Der Beschwerdeführer begnügt sich unter pauschalem Hinweis auf die Akten mit der blossen Behauptung, entgegen den vorinstanzlichen Ausführungen sei von einer intensiven Beziehung zu seinem Sohn auszugehen. Im Übrigen erklärt er nur, er "könne" durch die örtliche Nähe seinen Beitrag bei der Ausübung der elterlichen Sorge leisten und das Kind betreuen. Dass er es auch tatsächlich in intensiver Weise tut, behauptet er hingegen selber nicht. Es ist weder von ihm dargelegt worden noch sonst wie ersichtlich, dass die Feststellungen der Vorinstanz unzutreffend seien (vgl.

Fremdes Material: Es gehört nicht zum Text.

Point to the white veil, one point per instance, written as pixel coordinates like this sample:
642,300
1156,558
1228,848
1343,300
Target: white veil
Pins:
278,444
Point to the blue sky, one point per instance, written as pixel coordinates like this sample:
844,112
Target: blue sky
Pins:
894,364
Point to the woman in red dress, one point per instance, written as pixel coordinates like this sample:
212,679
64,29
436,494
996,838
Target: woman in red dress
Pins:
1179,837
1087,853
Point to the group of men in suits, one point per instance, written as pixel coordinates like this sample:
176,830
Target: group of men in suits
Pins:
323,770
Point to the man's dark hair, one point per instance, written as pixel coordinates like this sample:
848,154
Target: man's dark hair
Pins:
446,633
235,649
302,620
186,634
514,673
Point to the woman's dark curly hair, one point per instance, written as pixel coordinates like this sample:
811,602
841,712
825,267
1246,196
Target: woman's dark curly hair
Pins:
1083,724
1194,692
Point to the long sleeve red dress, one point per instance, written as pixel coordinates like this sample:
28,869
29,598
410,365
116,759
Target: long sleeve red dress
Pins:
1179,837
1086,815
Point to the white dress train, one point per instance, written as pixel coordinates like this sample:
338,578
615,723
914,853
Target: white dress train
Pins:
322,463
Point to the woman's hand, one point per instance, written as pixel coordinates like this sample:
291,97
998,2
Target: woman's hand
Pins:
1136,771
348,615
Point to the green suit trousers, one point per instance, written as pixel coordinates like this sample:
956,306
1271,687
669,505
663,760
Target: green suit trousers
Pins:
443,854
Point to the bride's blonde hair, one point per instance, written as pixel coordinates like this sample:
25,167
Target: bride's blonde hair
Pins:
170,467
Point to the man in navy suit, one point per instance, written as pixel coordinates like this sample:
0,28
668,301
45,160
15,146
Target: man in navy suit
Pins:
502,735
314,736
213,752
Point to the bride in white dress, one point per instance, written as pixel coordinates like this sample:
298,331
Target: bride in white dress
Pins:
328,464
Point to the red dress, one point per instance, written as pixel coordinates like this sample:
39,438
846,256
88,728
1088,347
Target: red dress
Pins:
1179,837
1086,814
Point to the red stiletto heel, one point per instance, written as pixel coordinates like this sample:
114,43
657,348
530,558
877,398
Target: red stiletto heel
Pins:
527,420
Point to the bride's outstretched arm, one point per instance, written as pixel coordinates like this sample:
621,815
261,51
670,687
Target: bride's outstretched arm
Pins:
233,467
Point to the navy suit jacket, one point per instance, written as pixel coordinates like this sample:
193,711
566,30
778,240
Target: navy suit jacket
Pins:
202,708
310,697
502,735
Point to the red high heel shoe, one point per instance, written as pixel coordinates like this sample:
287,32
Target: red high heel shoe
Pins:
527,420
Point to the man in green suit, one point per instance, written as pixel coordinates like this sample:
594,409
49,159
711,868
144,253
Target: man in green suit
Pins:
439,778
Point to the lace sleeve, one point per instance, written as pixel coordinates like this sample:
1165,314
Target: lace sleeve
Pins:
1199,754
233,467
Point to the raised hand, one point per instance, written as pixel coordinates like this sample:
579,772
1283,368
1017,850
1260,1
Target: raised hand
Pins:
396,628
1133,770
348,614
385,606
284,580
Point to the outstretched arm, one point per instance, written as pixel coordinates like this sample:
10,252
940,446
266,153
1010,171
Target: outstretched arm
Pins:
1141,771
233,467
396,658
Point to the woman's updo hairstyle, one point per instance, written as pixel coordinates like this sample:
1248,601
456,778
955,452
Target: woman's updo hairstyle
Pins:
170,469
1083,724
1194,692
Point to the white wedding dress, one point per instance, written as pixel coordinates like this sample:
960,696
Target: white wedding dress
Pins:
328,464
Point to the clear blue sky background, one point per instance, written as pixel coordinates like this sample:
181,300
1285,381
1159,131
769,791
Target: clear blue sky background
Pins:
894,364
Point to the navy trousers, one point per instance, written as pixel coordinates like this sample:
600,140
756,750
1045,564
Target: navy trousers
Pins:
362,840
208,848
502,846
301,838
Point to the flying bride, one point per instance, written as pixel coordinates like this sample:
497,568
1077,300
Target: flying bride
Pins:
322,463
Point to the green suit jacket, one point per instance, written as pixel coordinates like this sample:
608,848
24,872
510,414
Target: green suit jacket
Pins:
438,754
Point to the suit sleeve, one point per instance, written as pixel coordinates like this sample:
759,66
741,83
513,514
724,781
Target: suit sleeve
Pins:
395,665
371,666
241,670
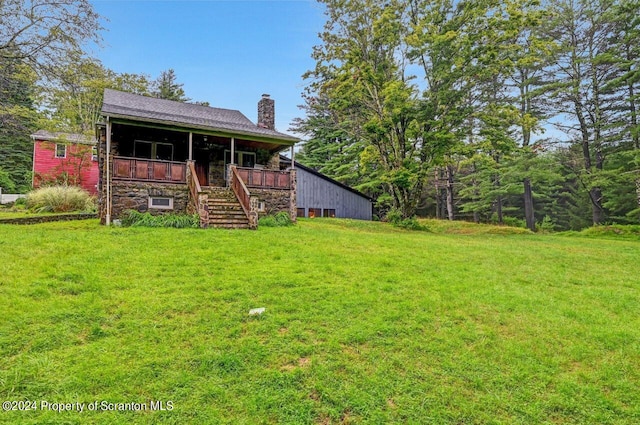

Art. 97 Abs. 1 und Art. 105 Abs. 1 und 2 BGG ). Der Schluss der kantonalen Behörden hinsichtlich der Beziehung zum Kind ist daher nicht zu beanstanden (vgl. auch das erwähnte Urteil 2C_195/2010 E. 6).
4.3 Die Vorinstanz hält schliesslich fest, der Beschwerdeführer sei weder in beruflicher noch in sozialer Hinsicht überdurchschnittlich integriert. Mit Blick auf seine persönliche, namentlich sprachliche, kulturelle und gesundheitliche Situation geht sie auch davon aus, dass keine Probleme zur Wiedereingliederung in seiner Heimat bestehen. Selbst wenn sie seine Aufenthaltsdauer seit 2002 als lange bezeichnet und auch die Beziehung zum Kind berücksichtigt, kommt sie bei ihrer Gesamtbetrachtung zum Schluss, dass ein Anwesenheitsrecht weder nach Art. 8 EMRK noch gemäss Art. 50 Abs. 1 lit. b AuG besteht.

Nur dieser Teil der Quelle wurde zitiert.